The researchers explain how within a single generation these cockroaches have been able to evolve to respond to the effects of sprays, pesticides, insecticides and other remedies to eradicate them: in practice they can even resist new chemicals to which they have never been exposed before.
“We had no idea that something like this could happen so quickly,” says lead author Michael Scharf of the Entomology Department at Purdue University. The scientist says that in just one new generation these animals are able to increase resistance four or even six times over the previous generation.
In order to discover the adaptation of these insects, experts carried out tests using three insecticides (abamectin, boric acid and thiamethoxam) inside some apartments in Indiana and Illinois infested with cockroaches. In a first treatment, three different insecticides were used every month for three months. In a second, two different insecticides were used for six months and in the third test one insecticide was chosen to which the cockroaches had low initial resistance.
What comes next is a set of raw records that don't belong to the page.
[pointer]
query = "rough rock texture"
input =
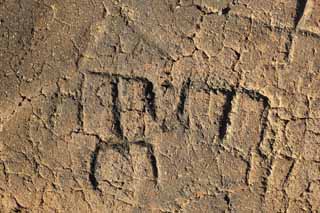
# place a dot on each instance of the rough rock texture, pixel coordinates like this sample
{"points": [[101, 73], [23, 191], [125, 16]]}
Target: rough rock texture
{"points": [[159, 106]]}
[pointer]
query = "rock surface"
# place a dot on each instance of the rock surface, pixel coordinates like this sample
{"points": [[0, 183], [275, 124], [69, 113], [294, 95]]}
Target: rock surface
{"points": [[159, 106]]}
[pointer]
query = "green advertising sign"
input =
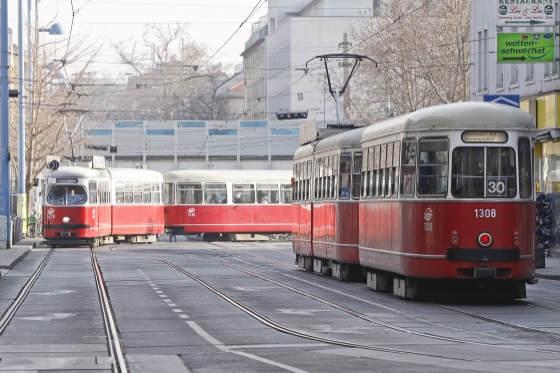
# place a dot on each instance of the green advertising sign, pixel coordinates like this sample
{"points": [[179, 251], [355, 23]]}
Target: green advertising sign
{"points": [[525, 47]]}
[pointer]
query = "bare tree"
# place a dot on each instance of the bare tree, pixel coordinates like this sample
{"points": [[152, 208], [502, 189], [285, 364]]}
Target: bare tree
{"points": [[52, 103], [423, 50], [167, 80]]}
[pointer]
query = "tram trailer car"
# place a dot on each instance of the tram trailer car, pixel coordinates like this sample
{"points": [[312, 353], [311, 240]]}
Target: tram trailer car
{"points": [[325, 221], [447, 205], [93, 206], [240, 205]]}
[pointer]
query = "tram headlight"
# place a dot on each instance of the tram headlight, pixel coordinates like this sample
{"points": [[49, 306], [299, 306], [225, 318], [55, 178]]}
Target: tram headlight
{"points": [[484, 239]]}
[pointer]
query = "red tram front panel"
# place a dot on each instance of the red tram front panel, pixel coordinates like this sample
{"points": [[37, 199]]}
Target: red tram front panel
{"points": [[301, 229], [76, 222], [440, 239], [242, 218], [137, 219], [335, 231]]}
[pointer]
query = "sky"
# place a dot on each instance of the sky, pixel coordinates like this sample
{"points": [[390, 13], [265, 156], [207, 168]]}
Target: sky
{"points": [[212, 22]]}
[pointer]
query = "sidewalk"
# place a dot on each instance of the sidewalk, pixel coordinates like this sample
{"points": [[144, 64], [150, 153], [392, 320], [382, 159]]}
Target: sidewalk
{"points": [[10, 257]]}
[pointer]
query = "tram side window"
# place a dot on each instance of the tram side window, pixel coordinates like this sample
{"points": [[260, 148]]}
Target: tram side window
{"points": [[389, 171], [345, 175], [156, 193], [432, 167], [267, 193], [286, 192], [215, 193], [525, 174], [146, 192], [395, 172], [92, 186], [243, 193], [357, 173], [383, 172], [189, 193], [137, 192], [128, 192], [467, 172], [168, 194], [376, 174], [365, 179], [104, 195], [501, 178], [119, 192], [408, 167]]}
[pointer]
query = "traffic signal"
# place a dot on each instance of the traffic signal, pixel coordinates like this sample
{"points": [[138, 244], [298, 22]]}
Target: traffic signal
{"points": [[284, 115]]}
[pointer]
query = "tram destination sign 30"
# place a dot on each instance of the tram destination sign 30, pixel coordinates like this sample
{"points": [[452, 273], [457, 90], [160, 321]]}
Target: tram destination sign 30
{"points": [[525, 13], [525, 47]]}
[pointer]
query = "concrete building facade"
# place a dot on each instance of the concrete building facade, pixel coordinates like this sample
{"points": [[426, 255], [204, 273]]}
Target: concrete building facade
{"points": [[275, 56]]}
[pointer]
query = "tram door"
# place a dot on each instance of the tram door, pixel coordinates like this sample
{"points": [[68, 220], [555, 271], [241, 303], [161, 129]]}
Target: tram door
{"points": [[93, 210]]}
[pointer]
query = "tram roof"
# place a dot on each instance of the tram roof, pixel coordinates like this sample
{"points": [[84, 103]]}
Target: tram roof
{"points": [[229, 175], [135, 174], [77, 171], [456, 116]]}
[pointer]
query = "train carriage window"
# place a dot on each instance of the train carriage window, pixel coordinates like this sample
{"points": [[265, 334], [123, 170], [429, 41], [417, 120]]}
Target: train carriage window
{"points": [[168, 194], [467, 172], [215, 193], [92, 186], [357, 175], [525, 174], [189, 193], [365, 179], [389, 171], [267, 193], [286, 193], [408, 167], [345, 175], [335, 176], [146, 192], [137, 193], [119, 192], [156, 193], [501, 178], [383, 172], [432, 167], [395, 173], [128, 192], [243, 193]]}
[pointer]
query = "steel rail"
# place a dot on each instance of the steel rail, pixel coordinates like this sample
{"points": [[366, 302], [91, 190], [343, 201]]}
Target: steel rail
{"points": [[268, 322], [112, 333], [10, 312]]}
No chemical cocktail, regardless of duration or rotation, was able to eradicate the cockroaches or even reduce their populations. Even, with the use of a single insecticide, the number of insects increased by 10%, thanks to an increase in resistance. With the use of two products in the first six months of the year the populations increased and in the third case, when three insecticides were used, the number of insects remained the same. The same tests were then replicated in the laboratory confirming that the offspring of the cockroaches proved “substantially immune” to the remedies used.
These results are worrying when you think that the cockroaches are able, in a reproductive cycle of only three months, to give birth to as many as 50 insects at a time. Part of the offspring develops greater resistance and gives rise to a cycle of “invincible” insects that can carry bacteria, salmonella, allergens and other risks to human health.
A new challenge is therefore necessary for scholars, made up of combinations of chemical treatments, traps, improved toilets, special vacuum cleaners and other strategies to try to defeat the presence of cockroaches: one insecticide in many cases is no longer enough.
“Cockroaches that develop resistance to several classes of insecticides at once make the control of these pests almost impossible only with chemicals – concludes the author of the study – we should prepare ourselves to combine different and new methods to defeat them”.